Saturday, March 28, 2009
This floral still life was set up by my mother, and I remember the joy of painting it. She was limited by her illness, and unable to practice her own artistic endeavors in any consistent way, but she was one of the most important teachers I have had.
She taught me to use watercolors, charcoal, conte crayon. I recall many instances of her setting me up to draw something, and giving me very good constructive criticism on my efforts. In conte crayon she would have me do drawings using colored charcoal paper and white crayon only. What lovely effects that produced. She had a collection of porcelain figures, and I recall drawing them with highlights only, and the magic of seeing the entire piece appear as the eye filled in the rest of the figurines.

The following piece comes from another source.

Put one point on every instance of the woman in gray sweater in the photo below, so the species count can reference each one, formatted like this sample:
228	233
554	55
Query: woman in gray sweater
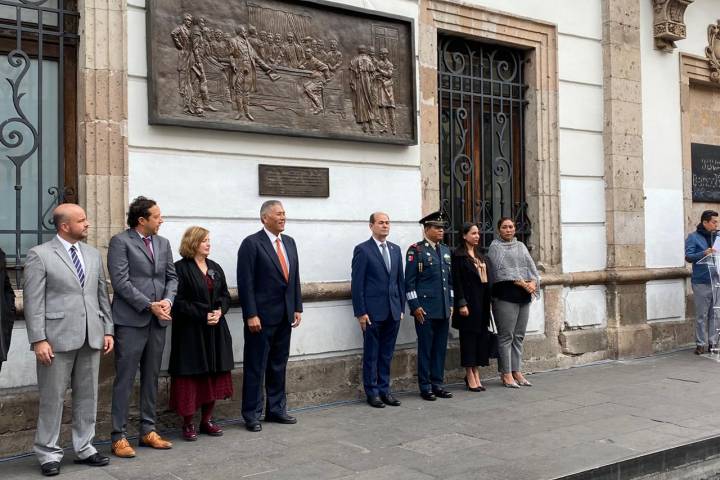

Mother taught me to see nuances of color in skin, though I was blind to them for years. She would say, "look, there is green under the chin there!" I would stare and see only plain skin. It was similar to looking at books before I could read. The type was a plain grey block to my eye. Then later, when I began typesetting, letter shapes began to be visible to me; rather than simply conveying their meaning, they were an art unto themselves!
Mother believed in talent and did not convey to me the need for consistent and deliberate practice. It is late in life for me, but it is well worth doing even now. I have a lot to build upon, and this practice will enrich my work and my life considerably.
Thank you Young Geoffrion for your comment and your post on practice.